Shortly after the hasty departure of Professor Snape from Harry Potter’s school, a student asks what has happened to him. Professor McGonagall, the acting headmistress, replies, ‘He has, to use the common phrase, done a bunk.’ [Cheers] Like Snape, Bunkin’ Duncan has suddenly left the Department of Education. Unlike Snape, who was on a secret mission for the good, Duncan and his promoters seem to have done nothing but harm either in secret or in public.
A lurid but not extraordinary example exists in the unfortunate state of Tennessee. In their haste to be first in RAT, Tennesseans have built themselves a sinking ship of testing and teacher evaluation whose details have to be read to be believed. (Read them here.) I will choose only two to relate in this posting. (1) Teachers of ‘untested’ subjects like P.E. or music are to be evaluated by students’ math and English test scores, including students they don’t even have for P.E. or music. (2) Tenure is granted after five years only following excellent ratings for the prior two years.

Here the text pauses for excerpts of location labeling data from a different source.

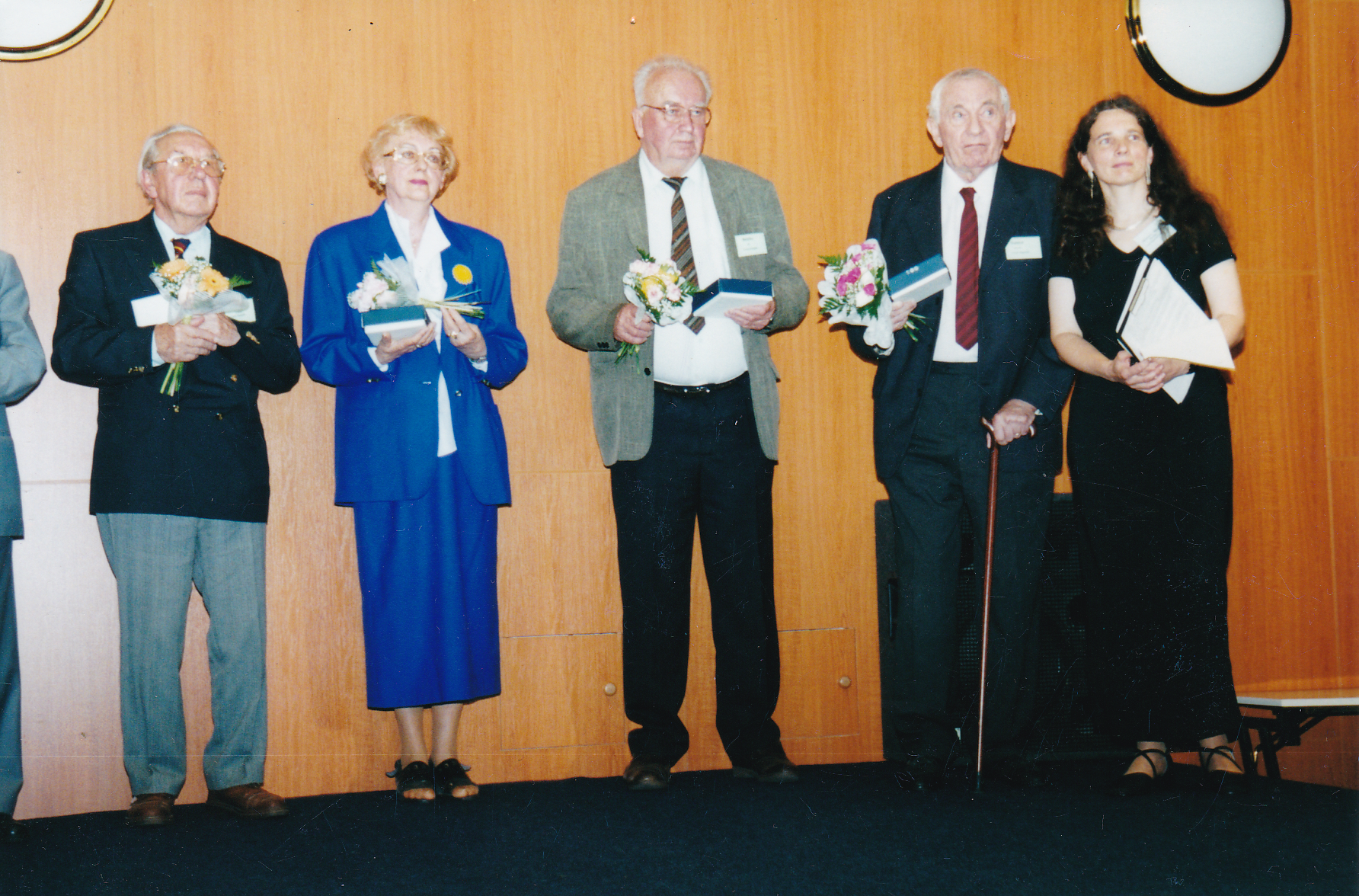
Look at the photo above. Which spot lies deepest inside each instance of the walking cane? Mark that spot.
(986, 580)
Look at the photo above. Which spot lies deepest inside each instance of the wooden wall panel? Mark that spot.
(536, 105)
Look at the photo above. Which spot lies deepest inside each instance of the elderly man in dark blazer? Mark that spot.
(689, 426)
(180, 485)
(21, 369)
(981, 353)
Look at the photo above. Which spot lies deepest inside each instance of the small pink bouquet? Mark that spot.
(658, 291)
(855, 291)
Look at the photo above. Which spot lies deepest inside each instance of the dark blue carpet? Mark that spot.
(842, 830)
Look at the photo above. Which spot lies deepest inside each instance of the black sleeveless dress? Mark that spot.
(1153, 495)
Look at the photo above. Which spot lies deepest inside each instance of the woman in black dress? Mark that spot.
(1151, 476)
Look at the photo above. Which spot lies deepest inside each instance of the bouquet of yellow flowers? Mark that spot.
(193, 287)
(658, 291)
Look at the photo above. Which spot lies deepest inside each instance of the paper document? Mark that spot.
(1161, 320)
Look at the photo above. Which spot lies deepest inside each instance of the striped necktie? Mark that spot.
(965, 312)
(681, 249)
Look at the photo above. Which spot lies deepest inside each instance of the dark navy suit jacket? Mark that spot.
(1015, 355)
(386, 423)
(201, 452)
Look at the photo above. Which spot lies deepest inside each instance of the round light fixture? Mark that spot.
(1210, 52)
(34, 29)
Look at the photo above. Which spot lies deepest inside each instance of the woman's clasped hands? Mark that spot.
(1146, 376)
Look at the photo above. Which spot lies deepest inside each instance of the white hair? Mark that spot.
(962, 74)
(664, 64)
(149, 149)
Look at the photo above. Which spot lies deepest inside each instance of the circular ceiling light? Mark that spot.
(34, 29)
(1210, 52)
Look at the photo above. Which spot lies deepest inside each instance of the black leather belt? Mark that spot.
(705, 389)
(953, 367)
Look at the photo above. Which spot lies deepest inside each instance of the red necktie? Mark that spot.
(965, 320)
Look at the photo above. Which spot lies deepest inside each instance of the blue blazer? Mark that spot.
(1015, 355)
(386, 423)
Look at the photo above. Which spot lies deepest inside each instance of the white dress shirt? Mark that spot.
(715, 354)
(428, 270)
(200, 246)
(950, 211)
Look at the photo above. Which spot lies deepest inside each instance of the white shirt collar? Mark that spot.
(200, 241)
(651, 176)
(984, 184)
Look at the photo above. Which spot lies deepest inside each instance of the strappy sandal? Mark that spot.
(414, 776)
(449, 776)
(1227, 783)
(1137, 783)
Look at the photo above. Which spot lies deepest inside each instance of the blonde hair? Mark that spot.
(388, 133)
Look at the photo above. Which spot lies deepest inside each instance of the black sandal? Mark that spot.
(1227, 783)
(414, 776)
(449, 776)
(1137, 783)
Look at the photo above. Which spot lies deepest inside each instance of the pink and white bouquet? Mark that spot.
(392, 284)
(193, 289)
(855, 291)
(658, 291)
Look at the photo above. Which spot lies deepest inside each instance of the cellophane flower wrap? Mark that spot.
(193, 289)
(658, 291)
(855, 291)
(392, 284)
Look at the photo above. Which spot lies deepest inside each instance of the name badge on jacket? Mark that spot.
(1021, 248)
(750, 245)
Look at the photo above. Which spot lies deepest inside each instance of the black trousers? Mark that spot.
(705, 464)
(945, 475)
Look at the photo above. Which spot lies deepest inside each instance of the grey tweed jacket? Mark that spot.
(603, 225)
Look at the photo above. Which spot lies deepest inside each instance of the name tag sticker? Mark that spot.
(750, 245)
(1021, 248)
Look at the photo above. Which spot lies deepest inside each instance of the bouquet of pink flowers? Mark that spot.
(855, 291)
(392, 284)
(658, 291)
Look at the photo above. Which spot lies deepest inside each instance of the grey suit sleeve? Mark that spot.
(790, 289)
(582, 309)
(22, 363)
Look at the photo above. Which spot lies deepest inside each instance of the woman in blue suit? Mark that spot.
(420, 452)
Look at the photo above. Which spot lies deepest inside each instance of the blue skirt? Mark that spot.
(427, 568)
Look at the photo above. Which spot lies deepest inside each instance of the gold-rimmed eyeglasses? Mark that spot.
(674, 114)
(181, 164)
(436, 161)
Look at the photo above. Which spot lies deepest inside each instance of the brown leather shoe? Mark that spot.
(648, 773)
(248, 801)
(151, 811)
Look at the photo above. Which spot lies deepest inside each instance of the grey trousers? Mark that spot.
(155, 559)
(11, 748)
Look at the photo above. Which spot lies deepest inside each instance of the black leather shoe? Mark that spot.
(920, 773)
(648, 773)
(415, 776)
(12, 831)
(450, 776)
(771, 769)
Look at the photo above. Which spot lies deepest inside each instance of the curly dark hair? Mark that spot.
(1082, 218)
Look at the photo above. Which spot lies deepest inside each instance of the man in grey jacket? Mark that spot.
(21, 369)
(689, 424)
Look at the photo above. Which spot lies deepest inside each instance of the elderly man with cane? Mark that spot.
(981, 350)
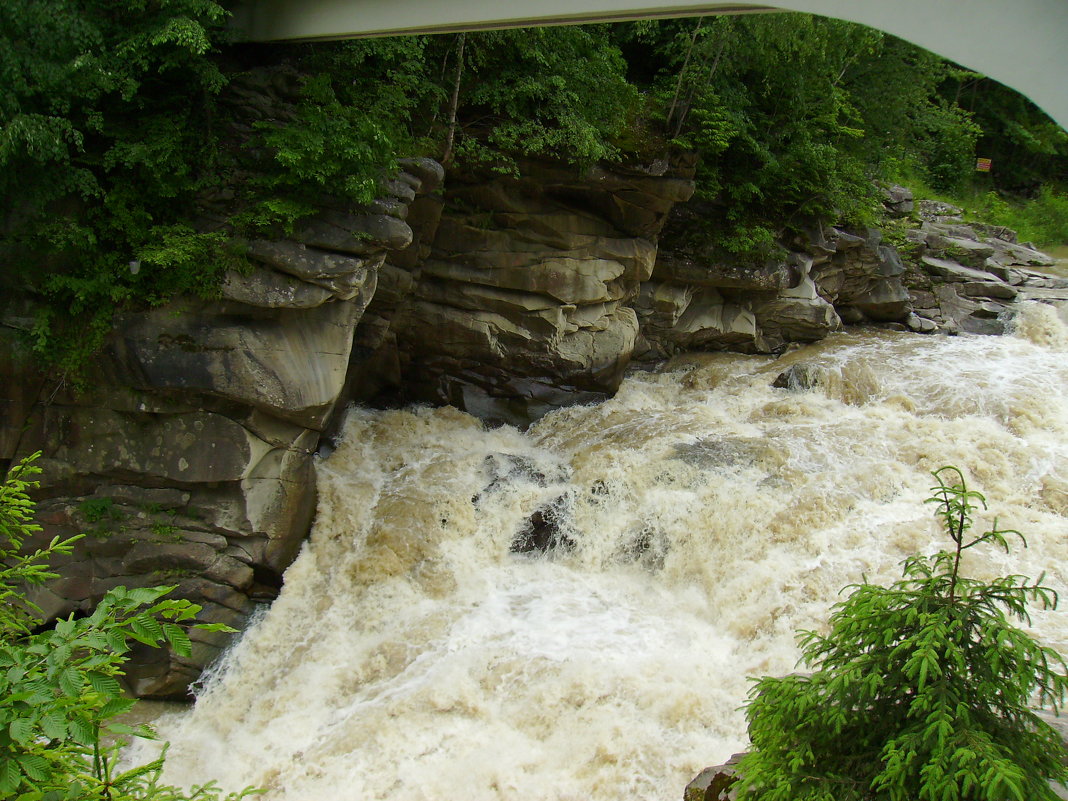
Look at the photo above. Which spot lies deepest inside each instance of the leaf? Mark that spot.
(178, 639)
(34, 766)
(21, 731)
(146, 629)
(104, 684)
(53, 726)
(10, 775)
(71, 681)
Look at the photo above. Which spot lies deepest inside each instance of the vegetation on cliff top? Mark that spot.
(116, 131)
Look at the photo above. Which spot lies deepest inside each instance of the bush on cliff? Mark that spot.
(921, 691)
(60, 694)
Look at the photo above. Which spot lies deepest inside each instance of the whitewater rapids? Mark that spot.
(412, 655)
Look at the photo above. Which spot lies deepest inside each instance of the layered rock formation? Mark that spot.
(967, 278)
(701, 298)
(521, 302)
(189, 459)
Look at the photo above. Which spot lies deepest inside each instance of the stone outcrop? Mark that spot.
(968, 278)
(522, 299)
(700, 297)
(715, 783)
(188, 460)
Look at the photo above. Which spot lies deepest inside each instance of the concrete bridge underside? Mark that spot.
(1020, 43)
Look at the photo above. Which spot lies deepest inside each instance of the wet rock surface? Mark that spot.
(188, 459)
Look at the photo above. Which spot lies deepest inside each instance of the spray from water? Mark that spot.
(691, 523)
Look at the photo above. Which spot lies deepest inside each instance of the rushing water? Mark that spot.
(412, 655)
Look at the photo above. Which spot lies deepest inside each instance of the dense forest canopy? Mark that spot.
(119, 135)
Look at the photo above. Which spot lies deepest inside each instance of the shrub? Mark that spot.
(60, 694)
(921, 691)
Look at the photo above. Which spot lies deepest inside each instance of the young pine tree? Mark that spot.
(921, 691)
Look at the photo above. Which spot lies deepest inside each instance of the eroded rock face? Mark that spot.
(189, 459)
(522, 300)
(968, 278)
(700, 297)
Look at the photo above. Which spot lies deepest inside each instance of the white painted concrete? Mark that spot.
(1020, 43)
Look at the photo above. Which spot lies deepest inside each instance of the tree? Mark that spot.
(59, 687)
(921, 691)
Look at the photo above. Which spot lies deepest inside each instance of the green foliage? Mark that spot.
(559, 92)
(1042, 219)
(106, 137)
(60, 692)
(921, 691)
(95, 509)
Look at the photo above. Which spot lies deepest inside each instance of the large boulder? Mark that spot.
(188, 459)
(522, 301)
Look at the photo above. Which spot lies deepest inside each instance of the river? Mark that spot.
(705, 515)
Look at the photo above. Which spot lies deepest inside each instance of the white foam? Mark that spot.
(412, 656)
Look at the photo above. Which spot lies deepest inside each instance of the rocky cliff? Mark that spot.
(190, 459)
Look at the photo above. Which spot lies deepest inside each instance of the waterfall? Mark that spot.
(693, 523)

The first item is so manifestly absurd and contemptible that nothing needs to be said except ‘Read your Mencken’ and ‘Where are the tar and feathers?’ but the second sounds at first like a reasonable proposal. Look more closely, though, and you will see it is just as bad, and perhaps more sinister. A Stanford professor has done research determining that the measuring system is so volatile that teachers have only a 20% chance of getting excellent ratings two years in a row. That is roughly the odds of throwing a 7 in craps. Care to bet your career on a throw of the dice? Step right up! But thank Arne and DoE before you throw.